Он сразу стал членом трех тысяч идиотских кружков, ходил на все заседания совета отряда и Совета дружины, малевал убогие стенгазеты и после полдника таскал в столовку, где проводились репетиции самодеятельности, для Марьи ее гитару. Из-за этого я страшно осерчал на Марью. Хрена ли? Я собираюсь важным и интересным делом заняться: ну там смотаться на пристань, чтобы прокатиться на речном трамвайчике, или пойти подглядывать в девчачий туалет, или пробраться за территорию лагеря в заброшенный дом, где, по слухам, в прошлую смену беглые зэки пионера на галстуке повесили, — а эта влюбленная колода бродит за Марьей, как белая горячка за алкоголиком, и никуда со мной не хочет.
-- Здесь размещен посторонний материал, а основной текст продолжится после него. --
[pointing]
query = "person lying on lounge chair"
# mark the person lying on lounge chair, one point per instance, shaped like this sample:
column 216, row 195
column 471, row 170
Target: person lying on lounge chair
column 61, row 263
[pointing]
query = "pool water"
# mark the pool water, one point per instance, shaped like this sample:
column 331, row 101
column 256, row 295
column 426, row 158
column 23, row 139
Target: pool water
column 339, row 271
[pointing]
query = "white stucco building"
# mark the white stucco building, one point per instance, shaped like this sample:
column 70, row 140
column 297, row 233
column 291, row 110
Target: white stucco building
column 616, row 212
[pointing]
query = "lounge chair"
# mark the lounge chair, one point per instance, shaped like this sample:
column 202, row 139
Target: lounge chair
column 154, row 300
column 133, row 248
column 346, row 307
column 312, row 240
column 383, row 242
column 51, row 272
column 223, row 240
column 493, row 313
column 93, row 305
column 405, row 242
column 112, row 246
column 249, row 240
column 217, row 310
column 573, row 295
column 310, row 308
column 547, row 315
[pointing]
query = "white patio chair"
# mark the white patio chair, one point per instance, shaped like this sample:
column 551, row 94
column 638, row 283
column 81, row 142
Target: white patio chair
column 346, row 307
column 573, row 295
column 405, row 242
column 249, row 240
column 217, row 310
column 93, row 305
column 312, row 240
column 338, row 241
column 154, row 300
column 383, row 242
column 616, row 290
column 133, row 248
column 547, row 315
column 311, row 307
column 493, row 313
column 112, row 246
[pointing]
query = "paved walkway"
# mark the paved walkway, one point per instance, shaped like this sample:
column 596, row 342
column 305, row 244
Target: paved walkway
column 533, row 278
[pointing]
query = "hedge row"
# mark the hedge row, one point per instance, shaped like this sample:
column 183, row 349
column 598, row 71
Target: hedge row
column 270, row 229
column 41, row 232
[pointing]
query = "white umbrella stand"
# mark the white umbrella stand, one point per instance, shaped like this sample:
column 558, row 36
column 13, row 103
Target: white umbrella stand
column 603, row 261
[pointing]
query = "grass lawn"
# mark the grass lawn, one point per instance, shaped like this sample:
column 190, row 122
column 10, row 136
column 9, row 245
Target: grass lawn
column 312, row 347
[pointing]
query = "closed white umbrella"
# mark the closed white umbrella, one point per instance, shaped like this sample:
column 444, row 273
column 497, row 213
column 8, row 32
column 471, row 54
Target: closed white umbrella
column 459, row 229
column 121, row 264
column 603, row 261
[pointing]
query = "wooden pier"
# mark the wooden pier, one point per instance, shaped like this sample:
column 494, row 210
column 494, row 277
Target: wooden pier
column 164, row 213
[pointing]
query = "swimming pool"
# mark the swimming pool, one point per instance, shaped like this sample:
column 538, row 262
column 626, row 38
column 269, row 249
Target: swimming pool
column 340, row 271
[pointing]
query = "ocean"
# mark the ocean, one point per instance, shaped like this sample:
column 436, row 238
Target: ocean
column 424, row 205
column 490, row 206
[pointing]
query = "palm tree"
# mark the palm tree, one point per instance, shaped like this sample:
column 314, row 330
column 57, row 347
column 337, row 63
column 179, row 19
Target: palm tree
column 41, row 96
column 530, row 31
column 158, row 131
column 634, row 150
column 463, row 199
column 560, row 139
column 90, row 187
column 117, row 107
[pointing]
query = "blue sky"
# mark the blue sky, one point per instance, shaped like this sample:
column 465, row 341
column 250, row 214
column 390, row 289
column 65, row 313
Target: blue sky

Конфликт же между нами и Колесом начался с того, что однажды мы ждали Марью с какого-то собрания и от нечего делать качались на качелях. Тут мимо нас Колесников пылит. Его, видно, старшаки только что надрючили, вот он и решил на нас отыграться. Подруливает и давай куражиться: салабоны, мол, сопляки, шкеты. Сразу, понятно, толпа наросла: ждут, когда махаться начнем. Я-то что, мудрый человек, сижу поплевываю, а Будкин завелся. Поспорил он с Колесом, кто из них на качелях «солнышко» прокрутит. Колесо посчитал, что таким образом он всем покажет, кто Чапай, а кто белогвардейцы, и не знал, дурак, что Будкин в этом деле — великий мастер. Скок они оба на качели и давай болтаться из стороны в сторону. Раскачались уж наполовину, даже больше, только галстуки пионерские трещат. И тут у Колеса попа играть начала. Он решил сделать вид, что сорвался, а на самом деле — спрыгнуть. Ну и стартовал. А надо пояснить, что в нашу столовку с пристани все продукты физрук возил на лошади, и весь день эта сучья кобыла беспризорная шлялась по лагерю и гадила повсюду. И вот летел Колесо по небу, летел, планировал к земле, да и завяз в куче навоза. Лежит в нем пластом и дымится, как сбитый «мессершмит».

У нас у всех со смеху чуть пупы не развязались. Будкин с качелей рухнул. Марья тут на крыльцо вышла и еле-еле не родила. Колесников подымается весь зеленый и плачет от злости. Марья его двумя пальцами за плечо взяла, нос зажала и повела через весь лагерь в баню — а сама ржет, загибается.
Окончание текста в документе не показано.